Somewhere at a Saturday matinee sixty or so years ago, a young Porky Pig-ish fellow hogs down everything in sight and wishes for more—and that night he dreams of a Hell in which he is crammed with goodies like a bad bad goose, punished with no small measure of cruelty for his sweet tooth and hollow leg.

During the last half of WALL•E we find out what happened to all the Earth people: They'd been pampered into Porky Pigs, their pink skins and stubby little fingers of no use when danger threatens—and they're glad of it, glad to have the robots cram them, gently, with dainties and second helpings. It was hilarious, and I'm not going to dwell on any social commentary—if only because the movie lets their round little faces speak for themselves, no overt scolding necessary—besides, the little roly-polys are so darn cute, tumbling around like Weebles—even in their alarm they make us grin, their round eyes matching their bellies, their squeaky-rubber-ball efforts to flee as much fun as watching penguins plunge into the pond at the aquarium.

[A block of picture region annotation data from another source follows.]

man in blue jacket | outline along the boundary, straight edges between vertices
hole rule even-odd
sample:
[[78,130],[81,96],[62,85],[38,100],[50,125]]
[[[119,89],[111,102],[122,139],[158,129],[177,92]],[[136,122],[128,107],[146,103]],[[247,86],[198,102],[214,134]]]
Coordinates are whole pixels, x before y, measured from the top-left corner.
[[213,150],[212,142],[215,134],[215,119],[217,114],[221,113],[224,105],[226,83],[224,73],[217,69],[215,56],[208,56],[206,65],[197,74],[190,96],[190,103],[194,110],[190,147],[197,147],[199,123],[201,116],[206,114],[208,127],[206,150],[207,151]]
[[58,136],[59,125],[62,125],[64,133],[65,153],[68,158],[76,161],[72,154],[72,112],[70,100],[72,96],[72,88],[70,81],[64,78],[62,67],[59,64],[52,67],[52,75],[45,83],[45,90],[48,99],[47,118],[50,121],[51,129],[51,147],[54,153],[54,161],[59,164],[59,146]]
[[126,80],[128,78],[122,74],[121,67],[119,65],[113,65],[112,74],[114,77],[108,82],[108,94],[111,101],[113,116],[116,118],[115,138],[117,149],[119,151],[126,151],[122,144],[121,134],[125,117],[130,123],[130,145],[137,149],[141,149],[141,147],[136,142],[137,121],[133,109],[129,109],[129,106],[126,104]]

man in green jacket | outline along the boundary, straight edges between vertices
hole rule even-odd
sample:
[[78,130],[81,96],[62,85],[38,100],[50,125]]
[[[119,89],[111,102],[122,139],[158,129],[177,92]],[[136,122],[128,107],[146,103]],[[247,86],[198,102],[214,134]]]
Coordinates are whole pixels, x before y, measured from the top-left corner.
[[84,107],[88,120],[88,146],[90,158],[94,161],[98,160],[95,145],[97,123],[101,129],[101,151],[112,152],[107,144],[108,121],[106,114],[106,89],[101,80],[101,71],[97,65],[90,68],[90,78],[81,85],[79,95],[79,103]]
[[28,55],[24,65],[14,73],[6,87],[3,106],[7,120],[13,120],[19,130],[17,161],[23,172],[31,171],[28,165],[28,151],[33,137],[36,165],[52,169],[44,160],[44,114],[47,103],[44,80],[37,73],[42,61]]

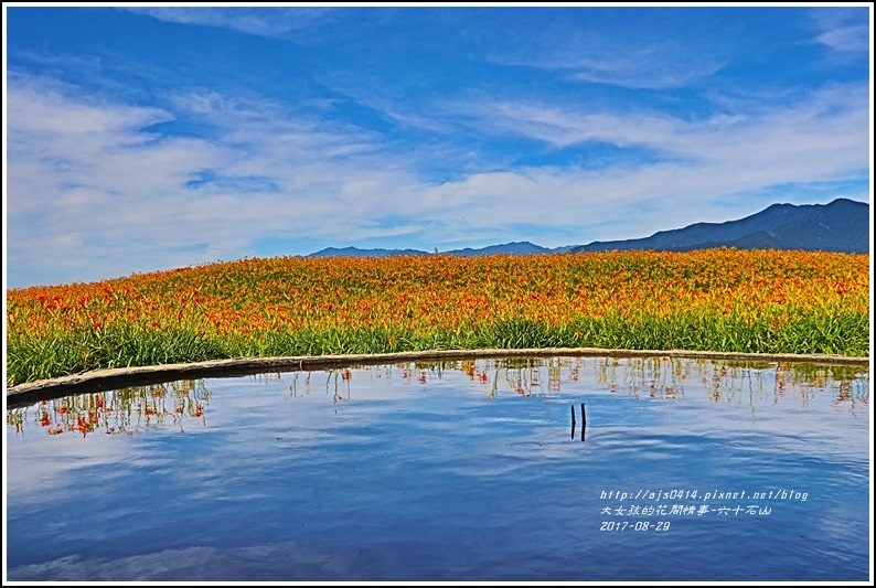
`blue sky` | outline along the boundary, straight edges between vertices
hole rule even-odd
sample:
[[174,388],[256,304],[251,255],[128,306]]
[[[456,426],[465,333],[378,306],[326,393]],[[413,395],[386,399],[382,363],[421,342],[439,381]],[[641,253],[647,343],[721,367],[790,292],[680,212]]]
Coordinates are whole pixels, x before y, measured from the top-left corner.
[[3,4],[4,279],[870,201],[869,4]]

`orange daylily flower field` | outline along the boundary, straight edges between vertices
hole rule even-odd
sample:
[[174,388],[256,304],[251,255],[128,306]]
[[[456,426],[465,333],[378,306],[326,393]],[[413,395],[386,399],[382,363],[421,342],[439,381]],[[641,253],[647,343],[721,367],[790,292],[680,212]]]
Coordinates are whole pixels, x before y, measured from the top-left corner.
[[7,385],[440,349],[869,352],[869,256],[705,249],[253,258],[7,290]]

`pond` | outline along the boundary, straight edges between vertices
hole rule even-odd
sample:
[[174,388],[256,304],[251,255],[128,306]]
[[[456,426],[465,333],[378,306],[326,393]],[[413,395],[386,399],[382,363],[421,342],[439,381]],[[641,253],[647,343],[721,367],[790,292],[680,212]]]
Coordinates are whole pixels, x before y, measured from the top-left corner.
[[9,580],[866,581],[866,366],[477,359],[7,414]]

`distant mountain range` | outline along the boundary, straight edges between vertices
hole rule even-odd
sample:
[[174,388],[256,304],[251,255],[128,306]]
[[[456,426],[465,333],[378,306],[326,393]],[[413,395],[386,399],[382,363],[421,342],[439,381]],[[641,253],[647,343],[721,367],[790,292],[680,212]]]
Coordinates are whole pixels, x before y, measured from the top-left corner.
[[[798,249],[804,252],[869,253],[869,205],[848,199],[830,204],[773,204],[768,209],[726,223],[696,223],[684,228],[660,231],[650,237],[596,240],[548,249],[530,242],[490,245],[481,249],[455,249],[445,255],[547,254],[653,249],[690,252],[736,247],[737,249]],[[431,255],[418,249],[359,249],[329,247],[307,257],[388,257]]]

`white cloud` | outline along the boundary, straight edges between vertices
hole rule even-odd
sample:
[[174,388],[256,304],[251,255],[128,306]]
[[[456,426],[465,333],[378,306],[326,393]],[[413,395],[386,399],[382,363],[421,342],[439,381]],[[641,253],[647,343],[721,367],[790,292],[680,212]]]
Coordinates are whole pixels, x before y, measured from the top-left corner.
[[870,50],[869,11],[866,7],[822,8],[810,11],[818,33],[815,40],[836,52]]

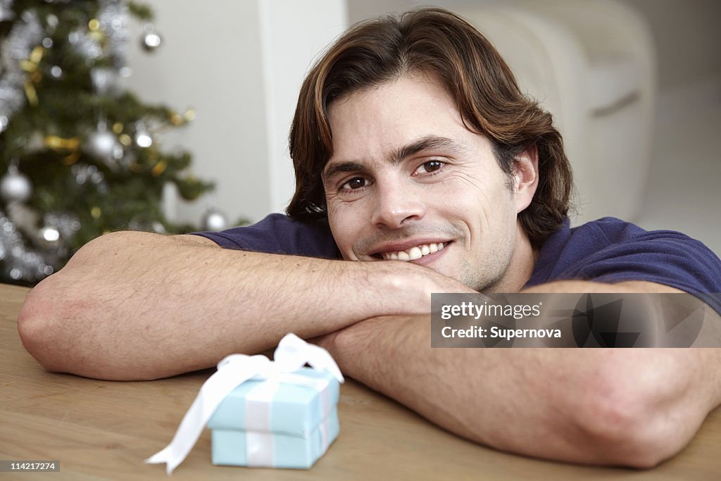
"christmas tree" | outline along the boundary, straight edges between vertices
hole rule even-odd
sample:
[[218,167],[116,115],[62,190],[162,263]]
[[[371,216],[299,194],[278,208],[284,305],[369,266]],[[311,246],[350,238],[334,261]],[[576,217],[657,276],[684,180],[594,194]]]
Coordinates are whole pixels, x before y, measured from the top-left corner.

WALL•E, like every Pixar production, knows that it's a cartoon, that kooky voices and pell-mell chases stand at the core of this Merrie medium, all the way back to the hard-to-define creatures on board with Steamboat Willie—and all the way up to the lightspeed action of The Incredibles and the cutie-pie peeping of little Boo in Monsters, Inc. The computer-cartoon keeps evolving, but when it knows what it should be—as it does in the no-dialogue opening sequence of WALL•E, as direct an homage to, not just Chaplin (or, as some long-leaping critics note, 2001), but early Popeyes and the Road Runner—Pixar finds its voice, and it's all buzzes and whirrs, the foley art of noise, a Carl Stalling ode to looney joy.